In these circumstances it’s quite easy to unintentionally put yourself, passengers, and other commuters at more risk. You can’t know how you’ll process it until you’re in the situation, which is why it’s a good idea to keep an accident checklist on hand in your dash. This can help you to quickly order your thinking and make sure you take the right actions in the unfortunate event of a collision.

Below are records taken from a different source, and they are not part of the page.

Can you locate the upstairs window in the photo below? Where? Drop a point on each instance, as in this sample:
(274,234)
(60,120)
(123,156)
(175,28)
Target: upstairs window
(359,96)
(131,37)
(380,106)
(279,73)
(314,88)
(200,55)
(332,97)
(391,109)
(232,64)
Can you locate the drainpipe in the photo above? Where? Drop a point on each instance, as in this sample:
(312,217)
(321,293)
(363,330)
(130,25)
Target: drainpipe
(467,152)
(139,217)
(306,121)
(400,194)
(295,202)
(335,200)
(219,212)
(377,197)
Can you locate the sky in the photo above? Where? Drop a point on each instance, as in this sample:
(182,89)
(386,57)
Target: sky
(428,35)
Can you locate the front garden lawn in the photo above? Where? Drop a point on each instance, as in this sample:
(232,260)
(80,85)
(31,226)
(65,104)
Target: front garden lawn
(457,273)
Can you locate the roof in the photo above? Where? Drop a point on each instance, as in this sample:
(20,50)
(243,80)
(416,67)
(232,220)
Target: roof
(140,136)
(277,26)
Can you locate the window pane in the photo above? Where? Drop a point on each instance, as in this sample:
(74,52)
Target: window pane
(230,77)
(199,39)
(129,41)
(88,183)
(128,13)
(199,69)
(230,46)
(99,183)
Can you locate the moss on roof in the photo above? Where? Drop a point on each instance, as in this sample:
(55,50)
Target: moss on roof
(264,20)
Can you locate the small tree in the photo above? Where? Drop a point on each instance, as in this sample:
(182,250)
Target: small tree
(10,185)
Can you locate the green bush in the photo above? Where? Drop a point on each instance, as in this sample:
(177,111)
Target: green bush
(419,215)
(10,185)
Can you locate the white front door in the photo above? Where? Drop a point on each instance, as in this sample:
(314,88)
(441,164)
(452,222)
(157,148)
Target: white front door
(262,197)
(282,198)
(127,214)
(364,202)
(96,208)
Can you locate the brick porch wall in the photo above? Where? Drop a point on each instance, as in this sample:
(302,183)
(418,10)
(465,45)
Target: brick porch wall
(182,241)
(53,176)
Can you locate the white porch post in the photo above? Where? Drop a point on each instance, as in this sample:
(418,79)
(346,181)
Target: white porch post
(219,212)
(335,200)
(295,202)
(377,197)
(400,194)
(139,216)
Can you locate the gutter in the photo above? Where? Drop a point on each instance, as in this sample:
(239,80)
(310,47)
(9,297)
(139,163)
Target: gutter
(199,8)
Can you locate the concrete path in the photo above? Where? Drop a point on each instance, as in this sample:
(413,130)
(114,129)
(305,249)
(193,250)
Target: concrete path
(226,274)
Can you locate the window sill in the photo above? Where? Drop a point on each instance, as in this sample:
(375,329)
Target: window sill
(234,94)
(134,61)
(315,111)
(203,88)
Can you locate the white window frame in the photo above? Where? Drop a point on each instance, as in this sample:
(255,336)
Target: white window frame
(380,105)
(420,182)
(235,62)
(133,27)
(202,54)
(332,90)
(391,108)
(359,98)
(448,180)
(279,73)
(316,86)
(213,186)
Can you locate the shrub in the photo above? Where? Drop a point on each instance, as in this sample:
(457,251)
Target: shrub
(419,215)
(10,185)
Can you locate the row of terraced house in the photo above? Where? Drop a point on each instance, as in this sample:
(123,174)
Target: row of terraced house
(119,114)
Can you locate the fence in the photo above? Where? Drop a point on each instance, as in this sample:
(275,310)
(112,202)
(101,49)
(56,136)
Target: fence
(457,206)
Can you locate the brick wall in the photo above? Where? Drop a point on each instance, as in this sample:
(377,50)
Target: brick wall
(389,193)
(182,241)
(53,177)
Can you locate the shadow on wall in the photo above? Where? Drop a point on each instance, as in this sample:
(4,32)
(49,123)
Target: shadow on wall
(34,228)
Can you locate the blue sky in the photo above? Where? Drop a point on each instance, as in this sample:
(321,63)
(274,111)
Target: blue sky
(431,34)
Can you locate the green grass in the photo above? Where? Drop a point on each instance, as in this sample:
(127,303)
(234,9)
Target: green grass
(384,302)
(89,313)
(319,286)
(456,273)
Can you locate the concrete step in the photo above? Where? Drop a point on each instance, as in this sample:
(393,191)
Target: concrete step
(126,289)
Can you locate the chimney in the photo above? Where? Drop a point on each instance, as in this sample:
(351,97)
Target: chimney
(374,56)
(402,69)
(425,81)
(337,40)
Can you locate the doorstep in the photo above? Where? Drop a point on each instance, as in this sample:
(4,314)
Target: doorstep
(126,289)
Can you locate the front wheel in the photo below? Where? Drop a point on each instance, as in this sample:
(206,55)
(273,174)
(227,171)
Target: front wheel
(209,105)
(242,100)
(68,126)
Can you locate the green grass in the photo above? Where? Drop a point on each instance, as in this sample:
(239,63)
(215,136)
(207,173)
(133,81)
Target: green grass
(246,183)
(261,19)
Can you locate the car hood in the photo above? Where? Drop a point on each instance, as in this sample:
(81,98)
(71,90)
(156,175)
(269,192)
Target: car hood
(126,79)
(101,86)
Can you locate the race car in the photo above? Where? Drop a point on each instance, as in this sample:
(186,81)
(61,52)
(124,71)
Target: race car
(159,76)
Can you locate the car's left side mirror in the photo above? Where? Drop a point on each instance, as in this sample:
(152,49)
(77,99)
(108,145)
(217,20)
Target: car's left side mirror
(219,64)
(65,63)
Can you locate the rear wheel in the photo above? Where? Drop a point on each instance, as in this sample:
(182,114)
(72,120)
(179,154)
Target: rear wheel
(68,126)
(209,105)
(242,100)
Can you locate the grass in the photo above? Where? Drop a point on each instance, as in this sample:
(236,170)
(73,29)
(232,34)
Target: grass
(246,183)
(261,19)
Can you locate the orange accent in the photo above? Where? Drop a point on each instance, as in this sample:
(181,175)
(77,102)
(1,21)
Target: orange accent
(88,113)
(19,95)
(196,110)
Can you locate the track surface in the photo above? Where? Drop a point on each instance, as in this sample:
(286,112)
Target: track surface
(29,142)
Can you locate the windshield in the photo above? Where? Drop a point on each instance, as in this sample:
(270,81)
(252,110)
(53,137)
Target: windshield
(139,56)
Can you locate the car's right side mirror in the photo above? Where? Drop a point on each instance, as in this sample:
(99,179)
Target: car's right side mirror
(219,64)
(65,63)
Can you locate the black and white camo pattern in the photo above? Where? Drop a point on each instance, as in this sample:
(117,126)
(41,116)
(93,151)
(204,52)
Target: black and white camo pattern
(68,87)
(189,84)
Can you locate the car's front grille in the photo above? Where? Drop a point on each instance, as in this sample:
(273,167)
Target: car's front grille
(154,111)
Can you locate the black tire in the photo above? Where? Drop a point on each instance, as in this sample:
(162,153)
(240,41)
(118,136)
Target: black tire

Your Road Accident Checklist

  1. Stop the Vehicle. After any kind of collision, even a minor one, the first thing you need to do is find a safe place to bring the vehicle to a stop. It is a legal offence not to do so. 
  2. Move to Safety. Once you’ve quickly assessed the situation, move the vehicle to a safe position. This is important to minimize the risks of pile-ups or further collisions as other commuters arrive at the accident site. If the vehicle is damaged to the extent that it cannot move, then exit when it is safe to do so, and relocate your passengers to a safe location out of any oncoming traffic, then alert law enforcement, and wait for their response.
  3. Check the Other Vehicle. You will also want to check the condition of the other vehicle and its occupants. Even if it’s only a minor collision where no one was injured, take the opportunity to document essential details in case a claim is made later on. Do not admit fault at this point as information you give at this point could potentially be used against you later, even if it was your fault.
  4. Notify the Police. Next make sure law enforcement is on their way to the site. This is especially vital if the accident caused obstruction on the road or someone is injured. You should also contact the police immediately if the other driver leaves the scene without providing their details, or if you suspect they are under the influence of alcohol or drugs.
  5. Make a Record and Take Pictures. Take note on your phone (or it’s also a good idea to keep a notepad and pencil in the console of your car):
    • The make, model, color, and license plate of the other vehicle. 
    • Pictures of the accident scene, road layout and damage to both vehicles.
    • The time, date, and any traffic or weather conditions that may have influenced the accident.
    • Any injuries sustained by either party, the names, and contact details of any witnesses. This information will be vital later on in establishing a legal case.
  6. Exchange Contact and Insurance Information. It’s really important to share your name and address with the key person involved if the collision caused an injury, or damage to a vehicle, so they have a way of contacting you. Ask if the driver is the registered keeper of the vehicle, and swap insurance information with them.
  7. Call Your Insurance Company. Once the situation is under control, contact your insurance company so they are aware of the situation as soon as possible. Keep your insurance policy number on hand so you have a quick method of verification. 
    They will also want to know about the other driver, and who they are insured with. Be sure to let them know if you have suffered any injury as a result of the crash.
  8. Seek Medical Attention. Depending on the situation, an ambulance may have been dispatched to the scene. If you have sustained some injury but can still manage to travel, your next call should be to see a doctor. They can verify any injuries, help with treatment, and also verify any significant injuries for insurance purposes.
  9. Keep a File. Include all the information and pictures you’ve collected, details of the other drivers, copies of police reports, and any medical notes. This makes sure it’s all in one place where you need it. 
  10. Look for a Collision Specialist. If your car is in need of repair, find a good auto body shop to restore it to safe, working condition.

    Accidents are an unfortunate reality of being a driver, but taking the time to make sure you’re really prepared can make all the difference and give you some peace of mind in a difficult situation.